As a child, growing up, it was exclusively a chance to remember and make more vivid the memory and appreciation for all that my mother has done (and continues to do) for me. This obvious tone to the day continued uninterrupted until I married and found myself commemmorating my own mother, as well as honoring the woman I chose to be the mother of my children. When difficulties conceiving and bearing children broke that natural sequence, I was forced to reconsider the meaning of Mother's Day.
During the years when our yearning went unfulfilled, I found meaning in the many ways that women can fulfill many roles of mothers, regardless of their parental or marital status. Nevertheless, I also recognized that none of this filled the void in the hearts of those whose opportunity it might never be to carry a child whom they would then raise as a mother. This became personal, and the weight considerable.
Now, as I straddle the ever-shortening distance between that anxious and burdensome time, and another (just a few weeks until I'll have a double dose of daddy duty) which promises to be at least as anxious and burdensome, I found myself contemplative during the Mother's Day service this morning and throughout the day. The talks took me down a line of thinking that I hadn't discovered until today. Our Heavenly Father chooses the title Father. We call Him that, not because of any posterity He may (or may not) have had when He sojourned as a mortal man; rather, we call Him that because it is His divinely appointed and chosen title. By inference, Mother in Heaven holds a similar position of honor based on Her godhood, and holds that title for eternity, regardless of the presence/absence of mortal posterity preceding Her exaltation. We honor and reverence and worship our Heavenly Parents.
This realization led me to think of those divine titles of Father and Mother as being less bounded by mortality. Instead, they are titles to which each of us aspires, regardless of the randomness that sometimes can accompany the giving of mortal life and which is associated with a mortal sphere, accompanied by mortal use of agency.

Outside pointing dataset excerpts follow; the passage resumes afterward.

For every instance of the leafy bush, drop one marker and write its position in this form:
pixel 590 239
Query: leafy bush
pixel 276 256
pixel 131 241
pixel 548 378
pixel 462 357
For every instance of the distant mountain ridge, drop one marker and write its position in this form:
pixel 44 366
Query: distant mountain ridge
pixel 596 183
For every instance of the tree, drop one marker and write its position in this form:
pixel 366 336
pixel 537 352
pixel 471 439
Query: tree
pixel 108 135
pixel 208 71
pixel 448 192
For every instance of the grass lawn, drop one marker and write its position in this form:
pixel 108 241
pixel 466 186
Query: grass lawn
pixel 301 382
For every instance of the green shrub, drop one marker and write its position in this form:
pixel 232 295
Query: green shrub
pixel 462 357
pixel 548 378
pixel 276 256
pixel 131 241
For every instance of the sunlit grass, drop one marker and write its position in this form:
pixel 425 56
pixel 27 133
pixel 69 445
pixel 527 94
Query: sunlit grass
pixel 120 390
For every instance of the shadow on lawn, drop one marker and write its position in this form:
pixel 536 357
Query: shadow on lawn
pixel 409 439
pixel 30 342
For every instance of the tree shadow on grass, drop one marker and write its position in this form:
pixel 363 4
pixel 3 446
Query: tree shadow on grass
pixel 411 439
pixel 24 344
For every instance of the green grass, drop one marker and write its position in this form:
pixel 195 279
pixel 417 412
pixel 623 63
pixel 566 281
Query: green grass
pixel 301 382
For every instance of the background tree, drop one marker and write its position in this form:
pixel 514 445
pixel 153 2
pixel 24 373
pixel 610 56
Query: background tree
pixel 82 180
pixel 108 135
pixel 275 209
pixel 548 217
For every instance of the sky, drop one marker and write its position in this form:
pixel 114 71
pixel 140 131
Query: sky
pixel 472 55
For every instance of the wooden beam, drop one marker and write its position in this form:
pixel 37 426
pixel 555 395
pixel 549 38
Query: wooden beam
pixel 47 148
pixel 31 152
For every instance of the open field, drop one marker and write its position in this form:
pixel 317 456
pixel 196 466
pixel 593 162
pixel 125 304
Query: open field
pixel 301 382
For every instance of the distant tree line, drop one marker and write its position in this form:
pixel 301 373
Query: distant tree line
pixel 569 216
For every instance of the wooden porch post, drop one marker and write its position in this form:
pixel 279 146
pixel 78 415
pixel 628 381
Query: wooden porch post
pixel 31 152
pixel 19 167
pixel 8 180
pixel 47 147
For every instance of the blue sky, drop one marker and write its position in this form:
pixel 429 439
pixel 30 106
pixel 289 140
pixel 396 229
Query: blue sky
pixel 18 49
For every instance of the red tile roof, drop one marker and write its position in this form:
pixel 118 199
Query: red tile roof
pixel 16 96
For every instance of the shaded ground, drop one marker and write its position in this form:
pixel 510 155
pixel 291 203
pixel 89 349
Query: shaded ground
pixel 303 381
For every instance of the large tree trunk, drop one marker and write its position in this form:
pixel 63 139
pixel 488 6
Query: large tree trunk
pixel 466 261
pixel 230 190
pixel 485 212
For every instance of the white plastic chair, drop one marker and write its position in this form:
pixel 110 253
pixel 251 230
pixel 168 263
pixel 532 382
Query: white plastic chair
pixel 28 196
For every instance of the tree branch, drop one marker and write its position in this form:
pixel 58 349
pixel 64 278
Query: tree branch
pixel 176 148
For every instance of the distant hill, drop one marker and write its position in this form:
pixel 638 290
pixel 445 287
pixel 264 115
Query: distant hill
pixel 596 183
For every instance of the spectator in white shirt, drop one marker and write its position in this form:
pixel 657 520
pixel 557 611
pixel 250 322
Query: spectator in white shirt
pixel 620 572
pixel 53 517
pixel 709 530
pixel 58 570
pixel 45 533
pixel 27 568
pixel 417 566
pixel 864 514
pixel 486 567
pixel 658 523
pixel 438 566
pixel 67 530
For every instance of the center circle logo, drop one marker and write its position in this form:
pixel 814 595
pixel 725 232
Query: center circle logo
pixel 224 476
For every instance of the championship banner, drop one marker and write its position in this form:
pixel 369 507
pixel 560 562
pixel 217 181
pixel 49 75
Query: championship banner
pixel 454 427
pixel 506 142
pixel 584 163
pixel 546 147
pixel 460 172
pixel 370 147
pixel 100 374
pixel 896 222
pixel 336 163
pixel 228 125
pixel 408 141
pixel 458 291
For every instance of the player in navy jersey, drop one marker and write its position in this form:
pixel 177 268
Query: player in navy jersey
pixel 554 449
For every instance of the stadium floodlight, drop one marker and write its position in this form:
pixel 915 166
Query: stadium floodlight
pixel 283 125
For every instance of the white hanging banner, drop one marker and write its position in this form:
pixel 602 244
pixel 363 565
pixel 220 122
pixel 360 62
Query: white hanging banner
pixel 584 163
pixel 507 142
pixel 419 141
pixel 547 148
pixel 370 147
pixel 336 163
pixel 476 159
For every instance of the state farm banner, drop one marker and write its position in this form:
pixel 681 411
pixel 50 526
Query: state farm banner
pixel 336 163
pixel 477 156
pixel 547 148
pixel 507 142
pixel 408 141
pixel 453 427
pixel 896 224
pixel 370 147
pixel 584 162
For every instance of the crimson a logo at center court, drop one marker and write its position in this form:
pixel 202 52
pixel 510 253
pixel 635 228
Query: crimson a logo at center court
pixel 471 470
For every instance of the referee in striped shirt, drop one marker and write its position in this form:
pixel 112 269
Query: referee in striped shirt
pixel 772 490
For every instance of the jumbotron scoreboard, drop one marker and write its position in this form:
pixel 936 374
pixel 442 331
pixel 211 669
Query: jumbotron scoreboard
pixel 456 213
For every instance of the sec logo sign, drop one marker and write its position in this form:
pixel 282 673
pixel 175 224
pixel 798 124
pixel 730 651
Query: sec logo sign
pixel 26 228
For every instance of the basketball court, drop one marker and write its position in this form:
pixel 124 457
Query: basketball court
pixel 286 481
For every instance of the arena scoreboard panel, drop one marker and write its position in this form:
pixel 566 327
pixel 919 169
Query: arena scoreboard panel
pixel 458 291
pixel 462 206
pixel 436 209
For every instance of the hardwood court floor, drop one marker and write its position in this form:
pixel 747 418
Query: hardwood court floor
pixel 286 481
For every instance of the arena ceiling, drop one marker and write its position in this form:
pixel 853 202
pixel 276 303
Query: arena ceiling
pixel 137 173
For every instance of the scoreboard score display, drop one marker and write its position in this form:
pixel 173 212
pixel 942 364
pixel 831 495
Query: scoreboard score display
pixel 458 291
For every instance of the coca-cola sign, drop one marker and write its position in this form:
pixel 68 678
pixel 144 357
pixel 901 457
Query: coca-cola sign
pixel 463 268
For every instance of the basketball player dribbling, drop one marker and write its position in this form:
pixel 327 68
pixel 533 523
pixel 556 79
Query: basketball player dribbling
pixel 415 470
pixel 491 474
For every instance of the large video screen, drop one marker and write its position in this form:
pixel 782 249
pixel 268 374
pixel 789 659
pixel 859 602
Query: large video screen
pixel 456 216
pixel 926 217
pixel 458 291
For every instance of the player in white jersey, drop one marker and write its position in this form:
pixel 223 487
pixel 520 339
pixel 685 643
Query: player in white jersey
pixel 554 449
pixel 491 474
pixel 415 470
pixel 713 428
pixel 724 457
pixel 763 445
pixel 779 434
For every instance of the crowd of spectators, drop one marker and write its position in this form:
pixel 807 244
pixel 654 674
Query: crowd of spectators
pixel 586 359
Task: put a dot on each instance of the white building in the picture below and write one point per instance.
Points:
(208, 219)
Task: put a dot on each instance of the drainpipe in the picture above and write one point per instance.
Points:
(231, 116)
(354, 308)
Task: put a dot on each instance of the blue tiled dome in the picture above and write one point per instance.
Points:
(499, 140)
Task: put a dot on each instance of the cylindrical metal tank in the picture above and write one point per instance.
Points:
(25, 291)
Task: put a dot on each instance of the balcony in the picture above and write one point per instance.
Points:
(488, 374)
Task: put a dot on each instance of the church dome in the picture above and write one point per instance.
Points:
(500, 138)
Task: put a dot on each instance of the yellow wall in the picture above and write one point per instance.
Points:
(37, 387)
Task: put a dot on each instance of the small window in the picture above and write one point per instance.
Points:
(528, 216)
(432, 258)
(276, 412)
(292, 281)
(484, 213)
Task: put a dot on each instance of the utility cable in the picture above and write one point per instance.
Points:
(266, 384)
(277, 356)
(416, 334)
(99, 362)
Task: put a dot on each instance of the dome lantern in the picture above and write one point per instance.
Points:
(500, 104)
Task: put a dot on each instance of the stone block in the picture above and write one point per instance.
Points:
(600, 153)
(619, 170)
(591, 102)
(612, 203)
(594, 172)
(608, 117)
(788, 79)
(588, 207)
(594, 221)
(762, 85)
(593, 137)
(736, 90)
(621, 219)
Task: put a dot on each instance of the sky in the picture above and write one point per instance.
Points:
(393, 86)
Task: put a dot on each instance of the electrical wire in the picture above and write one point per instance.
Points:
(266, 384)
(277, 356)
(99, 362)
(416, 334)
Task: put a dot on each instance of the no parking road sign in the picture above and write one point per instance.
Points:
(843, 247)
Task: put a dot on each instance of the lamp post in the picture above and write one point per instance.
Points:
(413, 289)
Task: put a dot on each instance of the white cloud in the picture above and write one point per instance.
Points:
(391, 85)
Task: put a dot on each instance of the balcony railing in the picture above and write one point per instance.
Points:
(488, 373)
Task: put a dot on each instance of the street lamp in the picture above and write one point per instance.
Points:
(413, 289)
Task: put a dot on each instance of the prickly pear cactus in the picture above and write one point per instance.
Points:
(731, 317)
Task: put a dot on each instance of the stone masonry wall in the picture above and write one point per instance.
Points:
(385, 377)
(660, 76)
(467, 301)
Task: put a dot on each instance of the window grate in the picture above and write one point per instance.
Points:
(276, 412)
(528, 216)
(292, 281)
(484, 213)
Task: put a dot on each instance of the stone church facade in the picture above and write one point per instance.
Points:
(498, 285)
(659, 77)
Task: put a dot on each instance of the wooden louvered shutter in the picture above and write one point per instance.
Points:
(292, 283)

No one on earth is truly a Father or Mother yet, but each of us aspires to achieve Fatherhood or Motherhood. So when we honor motherhood and mothers each second Sunday in May, we do so as a type or shadow of true Motherhood. And we honor the mothers in our lives as they strive to become Mothers. We recognize and appreciate the traces of divinity shown in mortal motherhood. And we recommit ourselves, regardless of whether we are children seeing only our mother, or unmarried adults yearning for love and family, or childless couples feeling bereft of opportunity and progress, or divorced parents striving to juggle both fatherhood and motherhood, or widowed or orphaned individuals who feel the longing for loved ones lost, or empty-nesters feeling like parenting somehow passed them by and reflecting on opportunities not created or not taken, or anywhere in between or further down the road. This sense of rededication, of making holy once again our sense of purpose in pursuing parenthood in its eternal sense, can serve as an inspiration every Mother's Day as we take in whatever messages have been prepared by well-meaning saints seeking to serve.
We honor our mothers and our Mother, and hope that the mothers in our lives receive as divinely as they have given (and continue to give). And we aspire to the godly nature of their examples as they reflect and aspire to the parental concern and love of a Heavenly Father and Mother, who embody true Fatherhood and Motherhood.